Cancer research

Until recently, no new drugs to treat children with cancer had been developed for several decades. This was because child cancer is rare and there was no incentive for big drug companies to spend money on producing new drugs specifically for cancer in children.

Cancer researchThis changed in 2007 when the Paediatric Regulation became law in Europe. Its aim was to improve children's health by developing and making available more drugs for youngsters up to the age of 17.

Since then, people like Dr Pam Kearns in Birmingham have been very busy working to bring to market new drug treatments for childhood cancers.

One early-stage trial Dr Kearns and her team completed recently, in summer 2011, is the "CLOUD Trial" – the development of a new combination of two drugs to treat acute myeloid leukaemia (an over-production of immature myeloid white blood cells).

The results were presented to the American Society of Clinical Oncology in Chicago and Dr Kearns hopes they will be published and then taken to a later-stage trial.

"We're also in negotiation to add another new agent to the (drug) combination," she says.

"There are lots of ongoing cancer drug trials for children, and that's very positive.
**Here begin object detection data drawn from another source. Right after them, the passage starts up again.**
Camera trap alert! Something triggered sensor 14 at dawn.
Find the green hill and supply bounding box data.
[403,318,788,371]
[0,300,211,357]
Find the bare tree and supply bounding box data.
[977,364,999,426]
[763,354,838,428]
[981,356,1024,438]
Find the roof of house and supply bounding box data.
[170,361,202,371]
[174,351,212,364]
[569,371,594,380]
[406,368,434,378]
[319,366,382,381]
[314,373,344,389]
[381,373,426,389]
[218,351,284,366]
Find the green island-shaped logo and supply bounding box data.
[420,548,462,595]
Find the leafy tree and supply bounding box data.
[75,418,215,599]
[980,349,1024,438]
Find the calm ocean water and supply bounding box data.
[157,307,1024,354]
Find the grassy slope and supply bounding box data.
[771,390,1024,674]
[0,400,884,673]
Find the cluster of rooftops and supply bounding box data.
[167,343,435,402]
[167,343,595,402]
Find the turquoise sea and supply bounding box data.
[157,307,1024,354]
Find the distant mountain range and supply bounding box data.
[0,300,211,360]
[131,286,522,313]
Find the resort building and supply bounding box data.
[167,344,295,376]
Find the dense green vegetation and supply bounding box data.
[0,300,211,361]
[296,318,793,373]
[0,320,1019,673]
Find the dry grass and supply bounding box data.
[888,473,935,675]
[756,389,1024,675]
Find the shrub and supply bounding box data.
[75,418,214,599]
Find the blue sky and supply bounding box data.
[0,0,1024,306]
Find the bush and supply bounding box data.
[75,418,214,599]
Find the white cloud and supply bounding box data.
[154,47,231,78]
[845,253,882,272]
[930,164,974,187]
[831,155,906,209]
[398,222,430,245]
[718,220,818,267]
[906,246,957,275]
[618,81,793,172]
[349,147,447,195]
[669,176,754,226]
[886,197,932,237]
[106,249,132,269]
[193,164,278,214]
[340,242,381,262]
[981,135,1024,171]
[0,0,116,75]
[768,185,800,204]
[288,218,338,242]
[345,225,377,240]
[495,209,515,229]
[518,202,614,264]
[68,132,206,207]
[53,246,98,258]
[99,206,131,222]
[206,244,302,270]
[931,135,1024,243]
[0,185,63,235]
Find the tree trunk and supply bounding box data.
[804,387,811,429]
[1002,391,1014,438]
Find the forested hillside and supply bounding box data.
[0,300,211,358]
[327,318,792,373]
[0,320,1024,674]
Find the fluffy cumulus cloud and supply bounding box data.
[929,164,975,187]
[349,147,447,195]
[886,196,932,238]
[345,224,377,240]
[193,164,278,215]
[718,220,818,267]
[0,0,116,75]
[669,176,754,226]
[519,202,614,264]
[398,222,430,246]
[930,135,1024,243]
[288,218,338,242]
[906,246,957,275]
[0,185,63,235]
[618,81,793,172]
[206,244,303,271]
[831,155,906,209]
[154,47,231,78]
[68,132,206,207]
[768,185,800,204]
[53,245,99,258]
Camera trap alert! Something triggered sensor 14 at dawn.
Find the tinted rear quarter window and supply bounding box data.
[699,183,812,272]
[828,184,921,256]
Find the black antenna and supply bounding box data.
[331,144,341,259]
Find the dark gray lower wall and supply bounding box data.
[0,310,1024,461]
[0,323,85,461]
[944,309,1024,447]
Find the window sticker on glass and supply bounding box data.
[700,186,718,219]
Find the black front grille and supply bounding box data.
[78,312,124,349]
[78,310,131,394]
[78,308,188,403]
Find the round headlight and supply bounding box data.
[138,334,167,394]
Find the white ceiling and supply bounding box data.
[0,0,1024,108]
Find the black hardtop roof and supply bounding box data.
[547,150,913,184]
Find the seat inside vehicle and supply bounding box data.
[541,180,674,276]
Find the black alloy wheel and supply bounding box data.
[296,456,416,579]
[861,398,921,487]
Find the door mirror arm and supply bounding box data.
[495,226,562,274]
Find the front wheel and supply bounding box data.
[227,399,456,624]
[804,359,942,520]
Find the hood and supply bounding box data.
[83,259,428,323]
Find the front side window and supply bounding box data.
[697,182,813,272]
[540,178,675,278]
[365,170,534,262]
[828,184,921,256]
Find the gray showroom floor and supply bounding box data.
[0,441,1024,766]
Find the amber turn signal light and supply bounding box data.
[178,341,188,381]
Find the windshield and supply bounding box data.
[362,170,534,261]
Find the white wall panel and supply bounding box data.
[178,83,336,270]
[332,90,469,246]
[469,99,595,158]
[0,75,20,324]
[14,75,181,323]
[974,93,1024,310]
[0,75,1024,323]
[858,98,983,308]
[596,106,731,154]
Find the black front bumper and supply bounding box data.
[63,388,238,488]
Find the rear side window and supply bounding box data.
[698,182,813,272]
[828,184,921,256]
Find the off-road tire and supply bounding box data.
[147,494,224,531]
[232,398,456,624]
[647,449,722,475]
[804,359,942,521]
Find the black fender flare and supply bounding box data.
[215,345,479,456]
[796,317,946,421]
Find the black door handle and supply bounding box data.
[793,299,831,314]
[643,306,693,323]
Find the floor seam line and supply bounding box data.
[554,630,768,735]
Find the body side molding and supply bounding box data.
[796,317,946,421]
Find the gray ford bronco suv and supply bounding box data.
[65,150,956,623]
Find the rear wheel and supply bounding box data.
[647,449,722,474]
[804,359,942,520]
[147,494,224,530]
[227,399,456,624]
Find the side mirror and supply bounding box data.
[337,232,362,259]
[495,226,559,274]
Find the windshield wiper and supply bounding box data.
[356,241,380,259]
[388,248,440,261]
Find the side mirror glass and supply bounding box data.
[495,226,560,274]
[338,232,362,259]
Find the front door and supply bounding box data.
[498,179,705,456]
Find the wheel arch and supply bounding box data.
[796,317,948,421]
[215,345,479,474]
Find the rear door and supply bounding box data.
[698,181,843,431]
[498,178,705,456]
Birmingham is a leading centre, so if there are new drugs available in the world, it's likely we will have them."

Dr Pam Kearns is Deputy Clinical Director (Paediatric Trials) of the Cancer Research UK Clinical Trials Unit at the University of Birmingham. Much of her work is done in conjunction with Birmingham Children's Hospital.

As part of the development of new treatments to treat childhood cancers, Dr Kearns and her team check existing drugs produced for adults to see if and how they work in children.

"We test to see if they work in diseases that are found in children as opposed to adult cancers; you can't assume they will work in a children's type of cancer.

"So we need to check things such as if they're safe for children, what are the doses to give children and do they work. Once we have established these, we go on to do later-stage trials to see if adding these drugs to or substituting for those we have already improves outcomes so that in future they may become part of the standard treatment we provide."